Leave it in the Ground
When pumped or squeezed out of the earth, oil pollutes both the natural and moral environments.
Land is blighted by it; governments become corrupted by it; wars are fought over it. Oil is the cause of both economic and political instability. If it were not part of God’s creation one would be inclined to say that oil is cursed.
Of course, it is what we do with it and how we use it that curses it, and there is a late but accelerating realisation that we have, in our consumerist gluttony, greedily overused and abused it.
Now we are locked into the use and abuse of it, our transport systems being so dependent upon it. That is why we are, despite this dawning realisation, still using up over 90 million barrels per day.
If we had been using this scarce and non-renewable resource wisely, we would not be in the quandary that we find ourselves. But our use has been truly extravagant. This has been because we have used oil for much, much more than transport.
Cars serve as a status symbol and a marker of one’s position in the pecking order of class, wealth and power, and so their size and speed count.
The absurd fact that most cars can travel at speeds far in excess of the legal limit speaks volumes about how cars are more than mere vehicles.
Would it not be simpler, safer, and vastly more economical if all vehicles — obviously with the exception of police cars and ambulances — were designed to travel at no more than 120km/h (or 110, which is the standard limit in other countries)? Or if the government insisted that all manufacturers fit a device for keeping the speed below a certain level?
The absurdity stems from the fact that rather than adopt such a rational solution, we have to have a whole system of traffic police and a vast outlay on ambulances and trauma units to deal with the crashes that occur because of speeding on our freeways. No one, it seems, has thought to tackle the problem at source and make cars mechanically incapable of breaking the upper speed limit.
The fact that any politician who suggested such reforms would be politically lynched by driving voters and the car manufacturers is simply another indication of the craziness that we consider to be our normal situation. An obvious and simple solution cannot be articulated.
But it seems that some things that would have been unsayable until very recently are now being spoken about. There is the “leave it in the ground” campaign and the campaign for disinvestment from coal and oil.
The former is talking about the scientific assessment that in order to have a chance of avoiding catastrophic climate change we will have to leave up to 80% of fossil fuels where they are: deep in the earth. As individuals we will be challenged to be an active part of the transition from fossil to climate-friendly generated energy.
The latter is the move to persuade investors to make sure fossil fuels stay where they are by taking money out of oil, gas and coal companies and reinvesting it in renewable energy projects.
From being on the fringes, these movements have grown dramatically and have recently challenged large investment banks, universities, charities, churches, industry, governments and even the United Nations, to broach the previously unmentionable. Perhaps the point when it got really serious was when the Rockefeller Brothers Fund announced that it was moving $50 billion of its assets out of fossil fuels. That kind of money really does talk.

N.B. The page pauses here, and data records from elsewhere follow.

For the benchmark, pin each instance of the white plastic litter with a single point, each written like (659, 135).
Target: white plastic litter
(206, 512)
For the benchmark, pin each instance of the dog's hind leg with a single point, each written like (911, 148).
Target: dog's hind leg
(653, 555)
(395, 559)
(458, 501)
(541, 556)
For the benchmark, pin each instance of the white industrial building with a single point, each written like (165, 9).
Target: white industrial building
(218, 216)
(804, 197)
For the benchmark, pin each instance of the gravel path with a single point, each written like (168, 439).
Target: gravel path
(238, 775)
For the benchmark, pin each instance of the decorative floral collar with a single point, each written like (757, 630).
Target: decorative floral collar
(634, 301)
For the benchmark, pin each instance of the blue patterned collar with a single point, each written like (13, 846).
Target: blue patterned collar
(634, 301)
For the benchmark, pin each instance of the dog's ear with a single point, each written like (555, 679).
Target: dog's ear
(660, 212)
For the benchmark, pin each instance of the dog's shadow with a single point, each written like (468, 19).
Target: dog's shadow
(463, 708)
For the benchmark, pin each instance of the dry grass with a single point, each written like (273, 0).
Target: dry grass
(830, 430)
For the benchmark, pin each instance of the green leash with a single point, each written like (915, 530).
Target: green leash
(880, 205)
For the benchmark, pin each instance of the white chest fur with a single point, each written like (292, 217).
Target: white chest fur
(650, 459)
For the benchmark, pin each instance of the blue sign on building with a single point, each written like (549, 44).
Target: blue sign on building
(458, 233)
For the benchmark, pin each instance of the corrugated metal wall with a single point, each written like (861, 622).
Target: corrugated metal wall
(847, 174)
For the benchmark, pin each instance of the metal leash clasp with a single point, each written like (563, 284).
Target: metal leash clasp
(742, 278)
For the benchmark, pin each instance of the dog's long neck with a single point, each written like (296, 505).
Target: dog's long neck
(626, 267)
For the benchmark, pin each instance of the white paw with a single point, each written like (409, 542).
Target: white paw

These campaigns are going to impinge on us all in the end, much like the anti-apartheid disinvestment campaign.
As individuals we will be challenged to be an active part of the transition from fossil to climate-friendly generated energy. If we hold investments in coal, oil and gas, pressure will be on us to disinvest from these and reinvest in green sources of energy.
Organisations that resist, even the Catholic Church, will be held up to scrutiny and find they have a bad press.
Individuals who continue to drive gas-guzzlers will find themselves on the moral low ground vis-à-vis their more frugal neighbours with the small electric car.
It’s going to get tough out there; forewarned is forearmed.